All of the revolutionary movement should actively oppose the Rajapaksa genocidal regime and support the struggle for self-determination of the Tamil people, even though some may have differences with the main political forces behind it. Political differences are natural and there’s no use in concealing them, but this should not prevent us from understanding that it is up to the Tamil people to decide what sort of a future they want. Neither should political differences prevent us from understanding the graveness of the situation and the fact that this aggression represents a threat to any community in struggle, a carte blanche for genocide.

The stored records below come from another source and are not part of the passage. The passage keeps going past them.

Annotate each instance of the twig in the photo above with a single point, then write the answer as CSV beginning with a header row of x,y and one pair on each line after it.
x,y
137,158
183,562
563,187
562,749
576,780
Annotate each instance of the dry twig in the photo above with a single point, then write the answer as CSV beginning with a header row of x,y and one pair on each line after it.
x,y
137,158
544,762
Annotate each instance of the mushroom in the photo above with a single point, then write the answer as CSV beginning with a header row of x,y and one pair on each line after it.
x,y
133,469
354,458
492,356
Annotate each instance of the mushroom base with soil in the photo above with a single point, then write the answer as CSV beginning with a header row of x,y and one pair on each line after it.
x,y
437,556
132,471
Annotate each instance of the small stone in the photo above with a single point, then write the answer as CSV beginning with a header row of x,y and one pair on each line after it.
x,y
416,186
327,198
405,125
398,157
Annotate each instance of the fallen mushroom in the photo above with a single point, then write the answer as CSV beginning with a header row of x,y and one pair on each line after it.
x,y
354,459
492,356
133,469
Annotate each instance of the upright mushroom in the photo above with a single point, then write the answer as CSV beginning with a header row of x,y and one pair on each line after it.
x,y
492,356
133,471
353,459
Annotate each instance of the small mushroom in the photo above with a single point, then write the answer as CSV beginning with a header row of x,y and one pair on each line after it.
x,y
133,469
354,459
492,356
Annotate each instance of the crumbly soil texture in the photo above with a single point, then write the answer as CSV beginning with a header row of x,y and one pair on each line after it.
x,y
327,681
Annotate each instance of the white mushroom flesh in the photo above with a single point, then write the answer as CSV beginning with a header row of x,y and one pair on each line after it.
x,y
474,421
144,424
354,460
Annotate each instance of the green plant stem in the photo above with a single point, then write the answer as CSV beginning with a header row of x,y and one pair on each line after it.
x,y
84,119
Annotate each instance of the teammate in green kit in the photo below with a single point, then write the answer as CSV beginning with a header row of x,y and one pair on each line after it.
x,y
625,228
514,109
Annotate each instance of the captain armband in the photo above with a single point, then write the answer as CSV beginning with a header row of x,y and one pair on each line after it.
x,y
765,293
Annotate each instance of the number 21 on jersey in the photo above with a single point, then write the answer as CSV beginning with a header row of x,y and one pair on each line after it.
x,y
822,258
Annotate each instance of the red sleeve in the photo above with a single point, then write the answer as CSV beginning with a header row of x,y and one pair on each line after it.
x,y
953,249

This is also a reminder of the extent to which governments are willing to go to pursue an agenda of domination, spurred by the blatantly imperialist and neo-colonialist ideology permeating world politics since the “War on Terror” was declared. Save a statement put forward by Alternative Libertaire in France, most libertarians have remained silent in the face of this slaughter –and silence should not be an option for anyone with the most basic sense of social justice, let alone for revolutionaries. We should stand in solidarity with the Tamil people protesting for their right to exist and we should oppose any attempt by the EU, the US or any other power to turn a whole nation into terrorists.
 Ethnic group that counts for around 70% of Sri Lanka’s population.
 “The Black Man’s Burden –Africa and the Curse of the Nation State” 1992, p.158.